Die Ergebnisse des EU-Gipfels Von der Leyen verlangt reichlich Hausaufgaben

Brüssel · Wenn schon um 14 Uhr des zweiten Tages Schluss ist, dann hat ein EU-Gipfel normalerweise entweder kein greifbares Ergebnis gebracht und sich vertagt, oder die Runde kam schneller als erwartet zu einvernehmlichen Ergebnissen.

 Kommissionschefin Ursula von der Leyen (links) mit Zentralbank-Präsidentin Christine Lagarde beim EU-Gipfel am Freitag in Brüssel.

Kommissionschefin Ursula von der Leyen (links) mit Zentralbank-Präsidentin Christine Lagarde beim EU-Gipfel am Freitag in Brüssel.

Foto: dpa/Geert Vanden Wijngaert

Bundeskanzler Olaf Scholz spricht am frühen Freitagnachmittag von „guten Botschaften für Europa“ und davon, dass alle Beschlüsse, die sich die Runde vorgenommen habe, ohne jegliche Änderungen gefasst worden seien. Ein seltenes Ereignis, denn der Vorentwurf für die „Schlussfolgerungen“ bildet die Debatten auf dem Gipfel selbst naturgemäß noch nicht ab. Letztlich haben die Gipfelteilnehmer eine dritte Option gewählt: Die Arbeit müssen nun erst einmal andere machen.

Und so fasst denn Kommissionspräsidentin Ursula von der Leyen denTeil des Gipfels, der sich über viele Stunden um die Wettbewerbsfähigkeit Europas dreht, in das Bild, wonach es zwar Entwarnung gebe für einen Wettbewerb mit den USA um amerikanische Subventionen für den klimaverträglichen Umbau der Wirtschaft, dass aber „Europa seine Hausaufgaben machen muss“. Jedenfalls haben die Staats- und Regierungschefs die Vorschläge der Kommission zum Umbau der Industrie Richtung „netto Null“ (Emissionen) und sicheren Umgang mit seltenen Rohstoffen im Grundsatz nicht nur unterstützt, sondern auch eine schnelle Verwirklichung angemahnt. Für diese Hausaufgaben nimmt von der Leyen nun das Parlament und die Fachminister in die Pflicht. Auch das neue Konzept für den europäischen Strommarkt sollen sie noch in diesem Jahr unter Dach und Fach bringen.
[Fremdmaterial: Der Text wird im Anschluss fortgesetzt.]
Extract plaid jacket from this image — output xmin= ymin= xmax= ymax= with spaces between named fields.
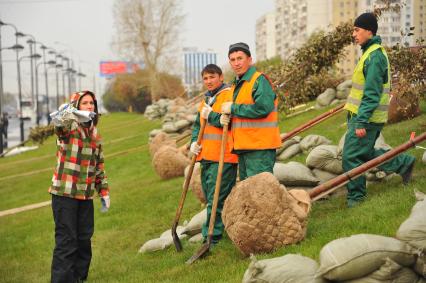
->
xmin=49 ymin=122 xmax=109 ymax=200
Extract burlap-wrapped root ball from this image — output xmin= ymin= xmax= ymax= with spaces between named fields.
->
xmin=182 ymin=162 xmax=207 ymax=204
xmin=149 ymin=132 xmax=176 ymax=157
xmin=222 ymin=173 xmax=307 ymax=256
xmin=152 ymin=145 xmax=190 ymax=179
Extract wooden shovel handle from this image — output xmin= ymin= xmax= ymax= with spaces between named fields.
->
xmin=209 ymin=114 xmax=229 ymax=237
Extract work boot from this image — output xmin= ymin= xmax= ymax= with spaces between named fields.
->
xmin=401 ymin=160 xmax=416 ymax=185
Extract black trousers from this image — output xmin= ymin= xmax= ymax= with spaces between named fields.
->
xmin=51 ymin=195 xmax=94 ymax=283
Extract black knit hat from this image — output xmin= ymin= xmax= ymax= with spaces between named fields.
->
xmin=354 ymin=13 xmax=378 ymax=35
xmin=228 ymin=42 xmax=251 ymax=57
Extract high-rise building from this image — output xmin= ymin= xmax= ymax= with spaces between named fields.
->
xmin=331 ymin=0 xmax=358 ymax=78
xmin=358 ymin=0 xmax=426 ymax=46
xmin=275 ymin=0 xmax=331 ymax=59
xmin=256 ymin=0 xmax=426 ymax=77
xmin=411 ymin=0 xmax=426 ymax=46
xmin=256 ymin=12 xmax=277 ymax=61
xmin=183 ymin=47 xmax=217 ymax=89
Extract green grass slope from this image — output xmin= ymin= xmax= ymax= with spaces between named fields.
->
xmin=0 ymin=105 xmax=426 ymax=282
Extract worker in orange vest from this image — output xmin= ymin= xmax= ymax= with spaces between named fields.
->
xmin=222 ymin=42 xmax=281 ymax=180
xmin=190 ymin=64 xmax=238 ymax=244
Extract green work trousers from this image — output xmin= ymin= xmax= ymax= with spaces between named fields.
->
xmin=343 ymin=118 xmax=415 ymax=203
xmin=201 ymin=160 xmax=238 ymax=238
xmin=238 ymin=149 xmax=276 ymax=181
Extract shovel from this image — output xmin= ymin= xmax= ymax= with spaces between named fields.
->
xmin=172 ymin=118 xmax=206 ymax=252
xmin=186 ymin=114 xmax=228 ymax=264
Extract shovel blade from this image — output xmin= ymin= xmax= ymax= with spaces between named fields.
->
xmin=186 ymin=242 xmax=210 ymax=264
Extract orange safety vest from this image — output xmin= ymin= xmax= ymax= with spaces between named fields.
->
xmin=232 ymin=72 xmax=281 ymax=150
xmin=197 ymin=87 xmax=238 ymax=163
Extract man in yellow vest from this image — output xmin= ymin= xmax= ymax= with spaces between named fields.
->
xmin=190 ymin=64 xmax=238 ymax=244
xmin=222 ymin=42 xmax=281 ymax=180
xmin=343 ymin=13 xmax=415 ymax=207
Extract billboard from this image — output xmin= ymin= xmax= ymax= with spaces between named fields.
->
xmin=99 ymin=61 xmax=143 ymax=78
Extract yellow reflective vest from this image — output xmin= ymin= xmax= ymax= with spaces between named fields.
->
xmin=345 ymin=44 xmax=391 ymax=123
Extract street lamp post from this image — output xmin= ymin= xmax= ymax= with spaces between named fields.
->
xmin=17 ymin=53 xmax=41 ymax=142
xmin=24 ymin=33 xmax=37 ymax=105
xmin=56 ymin=64 xmax=63 ymax=108
xmin=0 ymin=21 xmax=7 ymax=154
xmin=35 ymin=59 xmax=52 ymax=125
xmin=0 ymin=21 xmax=23 ymax=153
xmin=44 ymin=60 xmax=56 ymax=124
xmin=77 ymin=71 xmax=85 ymax=91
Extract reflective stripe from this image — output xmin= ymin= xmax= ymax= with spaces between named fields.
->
xmin=203 ymin=134 xmax=222 ymax=141
xmin=352 ymin=82 xmax=390 ymax=94
xmin=232 ymin=121 xmax=278 ymax=129
xmin=346 ymin=96 xmax=389 ymax=111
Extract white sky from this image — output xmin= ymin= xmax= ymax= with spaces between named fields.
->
xmin=0 ymin=0 xmax=274 ymax=96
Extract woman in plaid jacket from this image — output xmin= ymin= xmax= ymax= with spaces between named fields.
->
xmin=49 ymin=91 xmax=110 ymax=282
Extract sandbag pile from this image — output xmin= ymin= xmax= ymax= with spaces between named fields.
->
xmin=276 ymin=135 xmax=331 ymax=161
xmin=273 ymin=161 xmax=320 ymax=187
xmin=243 ymin=192 xmax=426 ymax=283
xmin=144 ymin=98 xmax=171 ymax=120
xmin=242 ymin=254 xmax=327 ymax=283
xmin=222 ymin=172 xmax=308 ymax=256
xmin=139 ymin=209 xmax=207 ymax=253
xmin=276 ymin=136 xmax=302 ymax=161
xmin=317 ymin=234 xmax=417 ymax=282
xmin=152 ymin=145 xmax=190 ymax=180
xmin=315 ymin=80 xmax=352 ymax=109
xmin=396 ymin=192 xmax=426 ymax=278
xmin=182 ymin=162 xmax=207 ymax=204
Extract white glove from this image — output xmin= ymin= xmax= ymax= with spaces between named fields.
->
xmin=200 ymin=103 xmax=213 ymax=120
xmin=101 ymin=195 xmax=111 ymax=212
xmin=189 ymin=142 xmax=201 ymax=155
xmin=221 ymin=102 xmax=233 ymax=114
xmin=50 ymin=103 xmax=96 ymax=127
xmin=219 ymin=114 xmax=231 ymax=126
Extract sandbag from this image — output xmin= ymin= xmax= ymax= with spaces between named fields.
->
xmin=306 ymin=145 xmax=343 ymax=175
xmin=396 ymin=192 xmax=426 ymax=251
xmin=182 ymin=208 xmax=207 ymax=236
xmin=182 ymin=162 xmax=207 ymax=204
xmin=344 ymin=258 xmax=419 ymax=283
xmin=175 ymin=119 xmax=191 ymax=131
xmin=288 ymin=189 xmax=312 ymax=214
xmin=276 ymin=136 xmax=302 ymax=155
xmin=414 ymin=252 xmax=426 ymax=279
xmin=317 ymin=234 xmax=416 ymax=281
xmin=161 ymin=122 xmax=178 ymax=133
xmin=317 ymin=88 xmax=336 ymax=106
xmin=188 ymin=233 xmax=203 ymax=243
xmin=277 ymin=143 xmax=302 ymax=161
xmin=222 ymin=172 xmax=307 ymax=256
xmin=149 ymin=131 xmax=177 ymax=157
xmin=312 ymin=168 xmax=338 ymax=184
xmin=160 ymin=226 xmax=188 ymax=242
xmin=242 ymin=254 xmax=326 ymax=283
xmin=300 ymin=135 xmax=331 ymax=152
xmin=273 ymin=161 xmax=319 ymax=186
xmin=139 ymin=238 xmax=171 ymax=253
xmin=152 ymin=145 xmax=190 ymax=180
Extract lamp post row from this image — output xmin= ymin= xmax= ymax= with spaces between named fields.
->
xmin=0 ymin=20 xmax=85 ymax=154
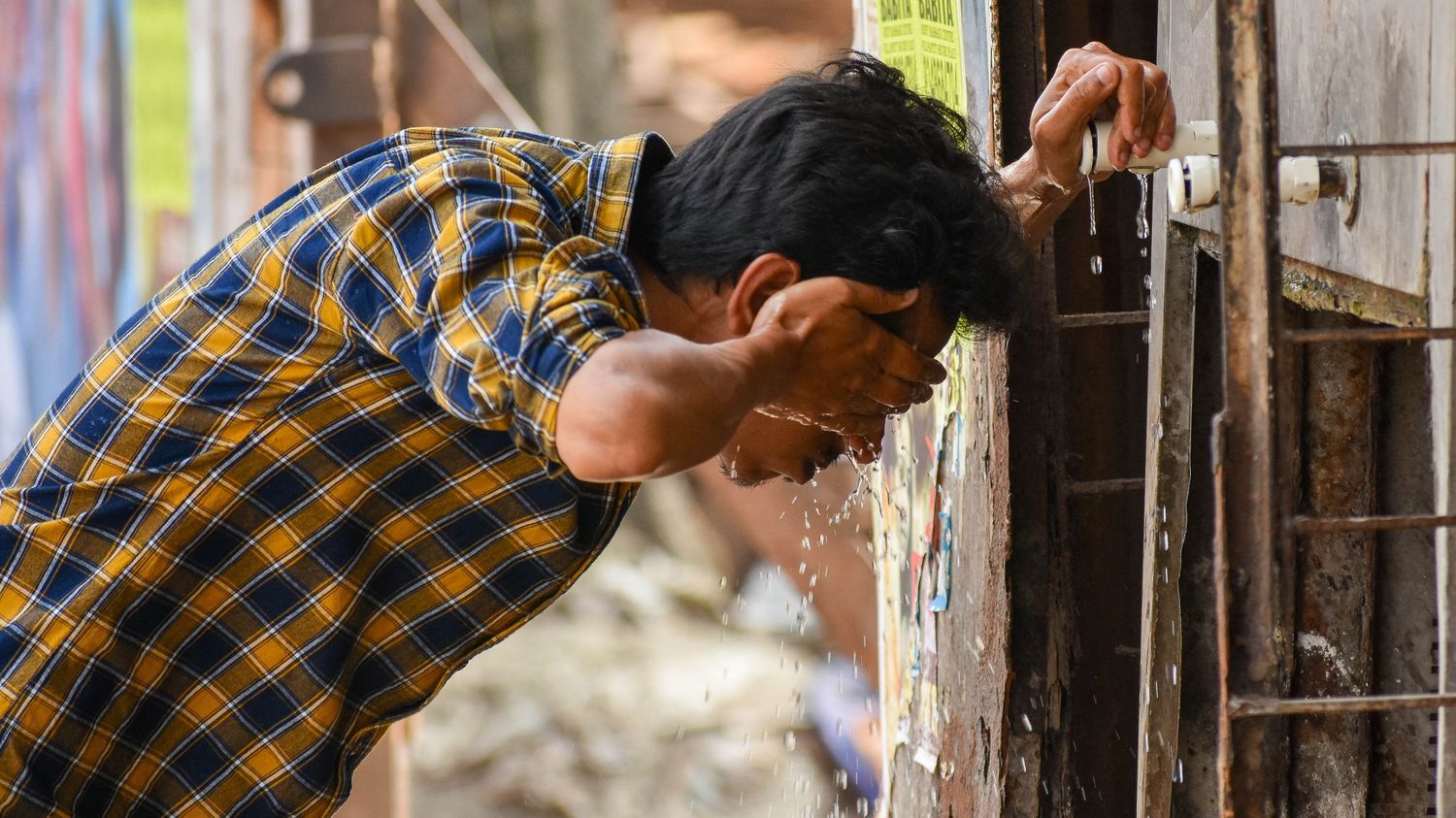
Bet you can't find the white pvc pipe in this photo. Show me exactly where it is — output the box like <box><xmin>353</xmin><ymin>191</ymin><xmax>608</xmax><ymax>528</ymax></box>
<box><xmin>1082</xmin><ymin>119</ymin><xmax>1219</xmax><ymax>177</ymax></box>
<box><xmin>1168</xmin><ymin>156</ymin><xmax>1319</xmax><ymax>213</ymax></box>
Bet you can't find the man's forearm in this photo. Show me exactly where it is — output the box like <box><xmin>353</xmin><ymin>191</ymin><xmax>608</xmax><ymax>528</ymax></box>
<box><xmin>1001</xmin><ymin>151</ymin><xmax>1086</xmax><ymax>250</ymax></box>
<box><xmin>556</xmin><ymin>329</ymin><xmax>792</xmax><ymax>483</ymax></box>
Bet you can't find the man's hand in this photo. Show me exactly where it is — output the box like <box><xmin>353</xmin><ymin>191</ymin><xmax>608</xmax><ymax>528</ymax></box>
<box><xmin>1031</xmin><ymin>43</ymin><xmax>1178</xmax><ymax>188</ymax></box>
<box><xmin>1002</xmin><ymin>43</ymin><xmax>1178</xmax><ymax>247</ymax></box>
<box><xmin>745</xmin><ymin>277</ymin><xmax>945</xmax><ymax>440</ymax></box>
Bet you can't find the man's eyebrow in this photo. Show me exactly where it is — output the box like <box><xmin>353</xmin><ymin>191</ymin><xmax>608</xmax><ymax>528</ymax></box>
<box><xmin>870</xmin><ymin>309</ymin><xmax>910</xmax><ymax>338</ymax></box>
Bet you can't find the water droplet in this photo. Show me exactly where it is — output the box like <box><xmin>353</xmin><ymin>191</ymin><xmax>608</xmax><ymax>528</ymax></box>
<box><xmin>1138</xmin><ymin>174</ymin><xmax>1150</xmax><ymax>242</ymax></box>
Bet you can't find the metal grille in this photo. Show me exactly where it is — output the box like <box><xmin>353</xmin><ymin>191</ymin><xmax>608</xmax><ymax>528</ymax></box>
<box><xmin>1214</xmin><ymin>0</ymin><xmax>1456</xmax><ymax>817</ymax></box>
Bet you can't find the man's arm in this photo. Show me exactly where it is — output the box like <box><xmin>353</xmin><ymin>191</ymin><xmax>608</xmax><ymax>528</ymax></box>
<box><xmin>556</xmin><ymin>277</ymin><xmax>945</xmax><ymax>483</ymax></box>
<box><xmin>1002</xmin><ymin>43</ymin><xmax>1178</xmax><ymax>249</ymax></box>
Die Situation von Banken und Finanzen in Europa war für weitere Stunden in den Mittelpunkt der Gipfel-Gespräche gerückt, nachdem das Straucheln der Silicon Valley Bank und der Credit Suisse die Frage nach einer neuen Banken-Krise hatte aufkommen lassen - aktuell zusätzlich befördert durch den Kurseinbruch für die Deutsche Bank. Scholz beruhigt umgehend: Die Deutsche Bank habe ihr Geschäftsmodell „grundlegend modernisiert“, sich neu organisiert und sei eine „profitable Bank“. Es gebe somit „keinen Anlass, sich irgendwelche Gedanken zu machen“.

Kurz darauf zieht auch der französische Präsident Emmanuel Macron seine Gipfel-Bilanz vor der Presse. Die Eurozone sei die Region, in der die Banken „am solidesten“ aufgestellt seien, unterstreicht Macron. Sowohl er als auch Scholz bestätigen damit, was nach Teilnehmer-Angaben die zum Finanzteil des Gipfels eingeladene Chefin der Europäischen Zentralbank, Christine Lagarde, als zentrale Einschätzung hinterlassen hat: „Der Bankensektor im Euroraum ist widerstandsfähig, er verfügt über eine solide Deckung bei Kapital- und Liquidität.“ Belgiens Regierungschef Alexander de Croo berichtet, Lagarde habe Vertrauen in den Markt und in die Stabilität der Finanzsysteme.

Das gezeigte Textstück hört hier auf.